Pasqua: ma noi abbiamo compreso le scritture?

Domenica 23 marzo, Pasqua di Resurrezione: «Noi abbiamo mangiato e bevuto con lui dopo la sua resurrezione» (At 10,34.37-43); «Questo è il giorno di Cristo Signore: alleluia, alleluia» (Salmo 117); «Cercate le cose di lassù» (Col 3,1-4); «Egli doveva risuscitare dai morti» (Gv 20,1-9)

DI MARCO PRATESI

«Non avevano ancora compreso la Scrittura» (Gv 20,9). Quando leggiamo questa e altre simili espressioni nei Vangeli, rimaniamo un po’ sorpresi. Ma come, Gesù aveva detto chiaro che sarebbe stato rifiutato e ucciso, e che sarebbe risorto! Com’è possibile che gli apostoli fossero così duri? Ricordiamo qui solo di sfuggita il fatto che non conosciamo comunque di preciso ciò che Gesù aveva detto ai suoi prima della passione: i racconti che abbiamo noi (i Vangeli) sono pur sempre racconti scritti dopo. Ma questo ci interessa fino a un certo punto. Quello che conta è che qui c’è un insegnamento per noi. Perché non è, questa, un’esperienza anche nostra? Facciamo e disfiamo, andiamo qua e là e ricominciamo, con fatica scopriamo alfine qualcosa di nuovo, una nuova luce. Poi ci capita di rileggere un passo del Vangelo: ma qui non era già scritto tutto? Non sapevo già tutto questo? Non mi era già stato detto fin da prima?
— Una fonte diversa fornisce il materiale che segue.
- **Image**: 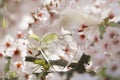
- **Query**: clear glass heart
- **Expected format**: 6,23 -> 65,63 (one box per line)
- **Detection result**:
40,33 -> 77,71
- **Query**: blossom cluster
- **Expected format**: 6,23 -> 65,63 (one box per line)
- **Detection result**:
0,0 -> 120,80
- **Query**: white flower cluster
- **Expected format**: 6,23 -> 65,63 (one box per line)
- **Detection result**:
0,0 -> 120,80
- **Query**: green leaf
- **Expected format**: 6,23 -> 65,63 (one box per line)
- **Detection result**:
28,34 -> 40,41
34,59 -> 45,66
99,25 -> 106,39
41,33 -> 59,47
1,18 -> 7,28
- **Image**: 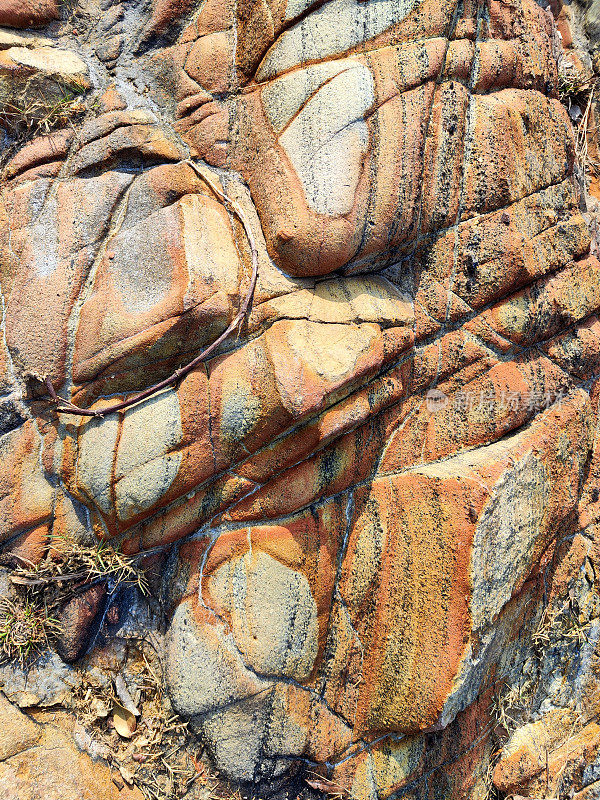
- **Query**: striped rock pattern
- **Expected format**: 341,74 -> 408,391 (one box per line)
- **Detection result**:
0,0 -> 600,800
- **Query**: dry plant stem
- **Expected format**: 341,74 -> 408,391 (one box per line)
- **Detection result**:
46,161 -> 258,417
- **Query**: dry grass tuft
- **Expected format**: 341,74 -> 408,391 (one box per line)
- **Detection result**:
0,89 -> 86,139
66,640 -> 225,800
558,58 -> 600,186
0,537 -> 148,666
0,596 -> 60,666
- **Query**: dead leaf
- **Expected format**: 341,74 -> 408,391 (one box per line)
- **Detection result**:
113,702 -> 137,739
115,674 -> 140,717
90,697 -> 110,719
119,764 -> 135,786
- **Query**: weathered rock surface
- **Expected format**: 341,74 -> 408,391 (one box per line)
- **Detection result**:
0,0 -> 600,800
0,693 -> 143,800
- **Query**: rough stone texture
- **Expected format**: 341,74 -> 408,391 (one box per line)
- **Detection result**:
0,693 -> 143,800
0,0 -> 600,800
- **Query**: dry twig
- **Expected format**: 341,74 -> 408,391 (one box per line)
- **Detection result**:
46,166 -> 258,417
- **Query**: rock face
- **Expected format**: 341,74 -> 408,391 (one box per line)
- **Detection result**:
0,0 -> 600,800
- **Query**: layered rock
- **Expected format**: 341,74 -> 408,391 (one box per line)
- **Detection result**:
0,0 -> 600,800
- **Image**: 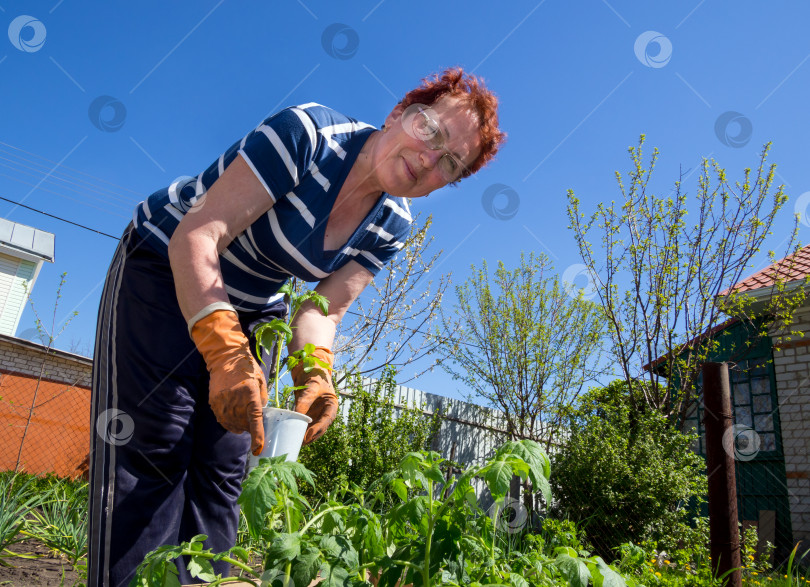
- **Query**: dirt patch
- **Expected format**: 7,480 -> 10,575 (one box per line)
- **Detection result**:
0,539 -> 79,587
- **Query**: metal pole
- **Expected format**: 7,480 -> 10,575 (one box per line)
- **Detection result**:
703,363 -> 742,587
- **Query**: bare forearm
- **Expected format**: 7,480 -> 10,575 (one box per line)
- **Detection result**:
169,234 -> 228,320
289,302 -> 337,351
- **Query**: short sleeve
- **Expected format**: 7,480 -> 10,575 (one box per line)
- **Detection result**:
238,108 -> 317,203
354,196 -> 413,275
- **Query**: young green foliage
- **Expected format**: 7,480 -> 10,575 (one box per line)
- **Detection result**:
568,135 -> 804,425
441,253 -> 605,449
298,367 -> 441,497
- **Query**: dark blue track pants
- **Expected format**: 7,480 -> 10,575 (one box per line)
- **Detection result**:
88,226 -> 285,587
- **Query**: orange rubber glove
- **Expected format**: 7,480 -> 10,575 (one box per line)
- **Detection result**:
292,346 -> 337,445
191,310 -> 267,455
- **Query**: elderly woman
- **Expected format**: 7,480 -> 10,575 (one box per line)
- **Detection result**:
89,68 -> 504,587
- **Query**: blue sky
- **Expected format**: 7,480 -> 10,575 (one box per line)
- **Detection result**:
0,0 -> 810,396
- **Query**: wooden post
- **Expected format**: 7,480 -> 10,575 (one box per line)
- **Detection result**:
703,363 -> 742,587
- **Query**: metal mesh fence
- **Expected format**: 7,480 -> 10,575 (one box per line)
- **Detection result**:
0,373 -> 90,477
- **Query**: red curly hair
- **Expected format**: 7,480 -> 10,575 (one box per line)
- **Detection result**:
401,67 -> 506,177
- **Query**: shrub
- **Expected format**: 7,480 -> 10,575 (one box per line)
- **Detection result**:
552,381 -> 706,556
298,367 -> 441,496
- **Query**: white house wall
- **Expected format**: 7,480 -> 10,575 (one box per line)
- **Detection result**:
0,253 -> 38,335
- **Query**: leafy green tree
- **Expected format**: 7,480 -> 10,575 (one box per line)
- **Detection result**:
568,135 -> 804,426
298,367 -> 441,500
332,216 -> 450,384
551,380 -> 706,555
441,253 -> 604,451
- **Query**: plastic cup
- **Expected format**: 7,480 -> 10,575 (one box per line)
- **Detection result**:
248,406 -> 312,469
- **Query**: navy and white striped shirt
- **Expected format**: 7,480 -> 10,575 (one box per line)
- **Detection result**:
133,103 -> 411,310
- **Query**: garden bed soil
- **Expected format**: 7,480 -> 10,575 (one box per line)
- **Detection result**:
0,539 -> 79,587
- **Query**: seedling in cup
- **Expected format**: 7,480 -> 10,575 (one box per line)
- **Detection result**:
253,281 -> 330,408
248,283 -> 331,469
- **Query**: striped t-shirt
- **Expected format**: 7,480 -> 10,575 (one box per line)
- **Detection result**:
133,103 -> 411,310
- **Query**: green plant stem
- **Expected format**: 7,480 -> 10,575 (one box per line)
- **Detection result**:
301,505 -> 349,534
273,335 -> 282,408
180,550 -> 261,582
390,558 -> 420,571
276,486 -> 292,585
422,481 -> 436,587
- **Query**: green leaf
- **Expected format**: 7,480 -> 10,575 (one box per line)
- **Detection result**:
237,456 -> 284,540
391,479 -> 408,501
186,556 -> 217,582
320,535 -> 360,569
267,532 -> 301,561
404,495 -> 427,527
481,461 -> 514,500
425,463 -> 445,483
588,556 -> 627,587
318,561 -> 349,587
230,546 -> 250,563
290,545 -> 321,585
554,554 -> 591,587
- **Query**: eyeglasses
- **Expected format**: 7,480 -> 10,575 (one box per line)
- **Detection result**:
411,107 -> 464,183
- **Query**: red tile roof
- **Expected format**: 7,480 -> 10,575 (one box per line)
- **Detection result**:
720,245 -> 810,296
Certo, lo sapevamo, ci era stato detto. Perché nella Parola di Dio tutto è già detto. In un altro senso, però, tutto doveva essere ancora detto. No, gli apostoli non erano più tonti di noi. Questa è stata, è e sarà l’esperienza di chiunque si mette in ascolto della Parola. A questo punto dentro di noi emerge una doppia, salutare reazione. Da una parte: quanto sono duro, «tardo di cuore» nel credere! Dall’altra: quanto è paziente e buono il Signore! Egli, dopo che lo abbiamo abbandonato e frainteso, è ancora là, e ci ripete – come prima – il consolante saluto (oramai divenuto) pasquale: «Shalom, pace a voi».